1 The English translation used in this article is from R.J.H. Shutt, “Letter of Aristeas (A New Translation and Introduction),” which can be found in The Old Testament Pseudepigrapha, vol. 2, ed. James H. Charlesworth (Garden City, NY: Doubleday, 1985). The well-known collection of ancient documents edited by R.H. Charles (The Apocrypha and Pseudepigrapha of the Old Testament in English, 2 vols. [Oxford: Oxford Univ. Press, 1913]) also contains an English translation of the Letter of Aristeas prepared by H.T. Andrews. Shutt’s renderings are more up to date, but Andrews’s introduction and notes are fuller.

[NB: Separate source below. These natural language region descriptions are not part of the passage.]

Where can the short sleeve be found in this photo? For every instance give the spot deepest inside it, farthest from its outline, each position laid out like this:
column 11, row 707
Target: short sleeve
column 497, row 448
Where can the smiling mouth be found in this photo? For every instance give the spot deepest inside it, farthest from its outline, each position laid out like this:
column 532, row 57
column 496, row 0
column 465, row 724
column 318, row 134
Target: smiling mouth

Moses Hadas provides an authoritative translation, along with almost 100 pages of introductory discussion, in his study of the letter. (Aristeas to Philocrates [New York: Harper, 1951J). Hadas is a reliable guide to almost everything written about this document up until his time.

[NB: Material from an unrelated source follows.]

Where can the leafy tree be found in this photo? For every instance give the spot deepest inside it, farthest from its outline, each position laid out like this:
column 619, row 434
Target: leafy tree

For the discussion of issues during the period since Hadas, interested readers can consult with confidence two works by Sidney Jellicoe: The Septuagint and Modern Study (Oxford: Oxford Univ. Press, 1968), which he wrote, and Studies in the Septuagint: Origins, Recensions, and Interpretations (New York: KTAV, 1974), which he edited. In his brief introduction and notes, Shutt provides even more recent coverage in a few areas.